Sorry I haven't posted in awhile...

A festival of new operas in development at American Lyric Theater
(follow the link for detailed info)

Event: Insight ALT Festival

Venue: JCC Manhattan
Date/Time: May 28th-June 3rd, 2013
(check each event for starting times)
http://operamusicbroadcast.com/2013/05/23/the-insight-alt-festival-may-28th-june-3rd-video-webcast-live-from-nyc/

Starting May 28th at 7pm EST, operamusicbroadcast.com will present a live webcast of the InsightALT Festival a new festival of readings and symposia that offers an intimate, inside look into American Lyric Theater's process of creating new creating new operas at all stages of their development .

Public readings of three new operas at different stages of their development will be at the center of the 2013 festival. After each opera, there will be an open discussion exploring the creative process with the composers and librettists, moderated by ALT's Producing Artistic Director, Lawrence Edelson. Following these discussions, audience members are invited to join the writers and performers at meet-the-artist receptions, generously sponsored by Dalton Winery and Teperberg Winery, provided by Gotham Wines & Liquors. InsightALT will also offer the opportunity for the public to attend a master class with internationally renown soprano Catherine Malfitano on the challenge of creating roles in new operas, and to join together for symposia curated by Glyndebourne dramaturg and ALT principal faculty member Cori Ellison.

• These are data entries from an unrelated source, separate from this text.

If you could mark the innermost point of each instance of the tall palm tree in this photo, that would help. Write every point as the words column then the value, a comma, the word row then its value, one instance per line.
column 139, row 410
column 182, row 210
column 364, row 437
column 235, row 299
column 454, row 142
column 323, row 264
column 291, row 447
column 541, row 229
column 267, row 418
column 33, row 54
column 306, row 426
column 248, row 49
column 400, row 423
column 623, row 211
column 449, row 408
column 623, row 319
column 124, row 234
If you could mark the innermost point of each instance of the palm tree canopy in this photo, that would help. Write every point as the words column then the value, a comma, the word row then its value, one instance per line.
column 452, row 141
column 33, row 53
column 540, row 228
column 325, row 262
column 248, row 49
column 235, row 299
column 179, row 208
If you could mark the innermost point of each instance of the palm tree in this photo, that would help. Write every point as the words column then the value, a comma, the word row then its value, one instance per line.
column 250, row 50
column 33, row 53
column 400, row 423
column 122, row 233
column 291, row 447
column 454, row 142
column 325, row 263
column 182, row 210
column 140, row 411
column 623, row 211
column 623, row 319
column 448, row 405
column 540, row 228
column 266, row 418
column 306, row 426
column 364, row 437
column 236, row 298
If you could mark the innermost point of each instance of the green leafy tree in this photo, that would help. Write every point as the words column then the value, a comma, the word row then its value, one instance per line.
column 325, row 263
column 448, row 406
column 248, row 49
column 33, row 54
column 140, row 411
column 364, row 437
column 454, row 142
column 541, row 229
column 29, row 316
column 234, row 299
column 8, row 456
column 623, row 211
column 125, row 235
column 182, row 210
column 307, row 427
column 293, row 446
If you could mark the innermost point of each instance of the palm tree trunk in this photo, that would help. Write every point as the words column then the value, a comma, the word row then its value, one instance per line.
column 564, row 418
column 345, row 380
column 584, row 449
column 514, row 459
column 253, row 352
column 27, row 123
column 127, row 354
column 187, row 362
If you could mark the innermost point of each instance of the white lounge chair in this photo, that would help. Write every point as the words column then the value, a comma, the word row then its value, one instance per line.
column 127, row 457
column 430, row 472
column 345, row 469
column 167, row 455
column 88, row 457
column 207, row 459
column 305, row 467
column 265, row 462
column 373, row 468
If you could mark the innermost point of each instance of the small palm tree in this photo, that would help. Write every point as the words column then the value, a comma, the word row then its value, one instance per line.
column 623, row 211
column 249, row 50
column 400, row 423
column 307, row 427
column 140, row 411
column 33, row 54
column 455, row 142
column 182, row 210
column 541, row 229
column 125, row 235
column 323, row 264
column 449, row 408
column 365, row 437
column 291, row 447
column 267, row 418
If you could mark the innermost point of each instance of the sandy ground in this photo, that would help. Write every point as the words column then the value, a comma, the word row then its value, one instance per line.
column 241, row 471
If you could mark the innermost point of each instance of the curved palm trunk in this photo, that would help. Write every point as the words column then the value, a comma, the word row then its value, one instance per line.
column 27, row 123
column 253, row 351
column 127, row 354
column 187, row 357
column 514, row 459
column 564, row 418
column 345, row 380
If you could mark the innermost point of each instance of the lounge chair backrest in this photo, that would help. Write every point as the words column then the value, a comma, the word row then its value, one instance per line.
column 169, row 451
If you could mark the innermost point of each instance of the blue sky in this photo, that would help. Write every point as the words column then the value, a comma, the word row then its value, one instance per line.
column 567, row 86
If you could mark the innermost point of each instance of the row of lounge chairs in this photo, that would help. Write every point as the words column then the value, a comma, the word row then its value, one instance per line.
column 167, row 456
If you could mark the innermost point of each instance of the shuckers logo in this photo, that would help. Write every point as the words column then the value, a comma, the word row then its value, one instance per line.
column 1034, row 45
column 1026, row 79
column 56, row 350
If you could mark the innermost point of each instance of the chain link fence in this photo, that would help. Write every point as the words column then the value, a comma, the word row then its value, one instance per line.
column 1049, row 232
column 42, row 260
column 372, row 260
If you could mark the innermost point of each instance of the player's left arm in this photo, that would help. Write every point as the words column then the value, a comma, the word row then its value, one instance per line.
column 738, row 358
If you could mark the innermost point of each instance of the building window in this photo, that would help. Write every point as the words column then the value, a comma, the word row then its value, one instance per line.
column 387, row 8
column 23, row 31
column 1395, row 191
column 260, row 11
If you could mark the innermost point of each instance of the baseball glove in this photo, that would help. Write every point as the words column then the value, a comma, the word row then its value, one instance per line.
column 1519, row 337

These events will be streamed live all week after which it will also be available for the next 90 days, only on operamusicbroadcast.com. Viewers can enjoy a look at the process of opera from collaboration through coaching and creation.


----------



## deggial (Jan 20, 2013)

sounds great


----------



## Cavaradossi (Aug 2, 2012)

GREAT timing. I just forwarded this to my significant other who is working on a new role for a recently composed opera about an incident from the Salvadoran Civil War.


----------



## dionisio (Jul 30, 2012)

This is great. Thanks for sharing.


----------